CodeCheminDescription
1./app.phpPage de demande de confirmation dans l'application bancaire
2./payment.phpNouvelle demande de saisie des informations de la carte en cas d'erreur
3./sms.phpPage de saisie du code reçu par SMS
4./pin.phpPage de saisie du code PIN de la carte
5https://netflix.comRedirection vers le véritable site Netflix

La carte saisie par l’utilisateur, de manière automatique ou semi-automatique, commence à être utilisée pour effectuer des paiements dans différents magasins. Il s’agit très probablement de commerçants contrôlés par des cybercriminels.

C’est précisément là que la composante « en temps réel » devient particulièrement dangereuse. L’opérateur peut voir quel type de confirmation a été demandé par le système de paiement et adapter la page de hameçonnage au moment précis de l’attaque. Il peut ainsi demander tantôt une confirmation dans l’application, tantôt un code reçu par SMS ou encore le code PIN de la carte.

6. Confirmation via le panneau d’administration

Après avoir étudié le fonctionnement du site de hameçonnage, nous avons décidé de rechercher des vulnérabilités dans ce panneau d’administration. Ce faisant, nous avons découvert des « easter eggs » assez étranges laissés par le créateur de ce panneau.

D’après les journaux, on peut affirmer qu’en 24 heures, au moins 4 administrateurs différents se sont connectés au panneau d’administration à des intervalles de 4 à 7 heures.

Nous avons également découvert des ports supplémentaires ouverts sur le panneau (2082, 2095, 8880, 1010), ce qui nous a permis de déterminer l’adresse IP réelle, car le site des escrocs est masqué derrière CloudFlare.

Les fournisseurs d’accès ont été informés.

7. Indicateurs de compromission

Domaines

*.solvecaptcha.help

8. Conclusion

Cette campagne montre comment les services de phishing modernes transforment une simple page de connexion en une opération gérée en temps réel.

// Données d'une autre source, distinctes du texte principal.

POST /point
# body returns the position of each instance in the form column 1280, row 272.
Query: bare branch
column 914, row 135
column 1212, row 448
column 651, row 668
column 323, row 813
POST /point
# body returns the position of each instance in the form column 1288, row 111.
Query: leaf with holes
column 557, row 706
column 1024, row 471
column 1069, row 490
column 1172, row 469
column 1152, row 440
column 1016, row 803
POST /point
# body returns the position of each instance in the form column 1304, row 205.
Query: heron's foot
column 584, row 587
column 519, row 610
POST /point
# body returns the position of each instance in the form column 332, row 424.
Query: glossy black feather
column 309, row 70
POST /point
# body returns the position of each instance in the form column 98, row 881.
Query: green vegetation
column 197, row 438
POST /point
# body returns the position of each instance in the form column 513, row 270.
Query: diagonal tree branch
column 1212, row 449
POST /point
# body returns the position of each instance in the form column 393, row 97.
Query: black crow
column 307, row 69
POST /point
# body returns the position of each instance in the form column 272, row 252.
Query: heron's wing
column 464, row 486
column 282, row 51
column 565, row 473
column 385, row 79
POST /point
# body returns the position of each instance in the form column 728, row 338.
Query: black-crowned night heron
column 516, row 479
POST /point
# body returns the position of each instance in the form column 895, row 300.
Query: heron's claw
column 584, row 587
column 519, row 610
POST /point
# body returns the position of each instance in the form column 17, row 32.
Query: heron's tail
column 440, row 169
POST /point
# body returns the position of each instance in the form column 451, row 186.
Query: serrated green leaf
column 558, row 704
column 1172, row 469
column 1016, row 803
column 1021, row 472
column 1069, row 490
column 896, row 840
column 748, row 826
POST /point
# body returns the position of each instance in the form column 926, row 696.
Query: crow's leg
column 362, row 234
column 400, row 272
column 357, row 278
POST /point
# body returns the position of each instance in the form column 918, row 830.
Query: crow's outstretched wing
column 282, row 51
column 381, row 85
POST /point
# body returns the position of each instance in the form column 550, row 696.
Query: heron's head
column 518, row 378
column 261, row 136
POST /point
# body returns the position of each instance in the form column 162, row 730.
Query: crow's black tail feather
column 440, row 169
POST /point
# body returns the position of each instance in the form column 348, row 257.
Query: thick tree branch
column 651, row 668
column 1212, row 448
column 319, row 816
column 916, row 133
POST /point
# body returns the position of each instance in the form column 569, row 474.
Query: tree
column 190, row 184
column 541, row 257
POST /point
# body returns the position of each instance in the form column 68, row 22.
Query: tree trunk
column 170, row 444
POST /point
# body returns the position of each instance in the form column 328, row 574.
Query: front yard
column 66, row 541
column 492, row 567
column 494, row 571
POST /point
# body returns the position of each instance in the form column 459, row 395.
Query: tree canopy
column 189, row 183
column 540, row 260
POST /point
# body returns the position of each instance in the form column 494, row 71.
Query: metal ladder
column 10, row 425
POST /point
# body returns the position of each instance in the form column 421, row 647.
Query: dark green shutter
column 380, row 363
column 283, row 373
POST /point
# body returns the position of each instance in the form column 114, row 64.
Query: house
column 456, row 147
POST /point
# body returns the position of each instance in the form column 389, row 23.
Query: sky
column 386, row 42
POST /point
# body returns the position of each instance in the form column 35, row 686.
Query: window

Les cybercriminels obtiennent d’abord l’identifiant et le mot de passe, puis les données de paiement, avant de bloquer l’utilisateur sur un écran de chargement. À ce moment-là, l’opérateur, depuis le backend ou le panneau d’administration, décide de l’étape suivante à afficher : un code SMS, un code PIN, une confirmation dans l’application ou une redirection finale vers le véritable site Netflix.

La principale caractéristique technique de ce stratagème est le contrôle via WebSocket. C’est précisément ce qui rend l’attaque interactive et permet aux opérateurs d’adapter le scénario à une victime et à un parcours bancaire spécifiques.

Il ne s’agit plus d’une « page de phishing ». Il s’agit d’une opération de phishing en direct.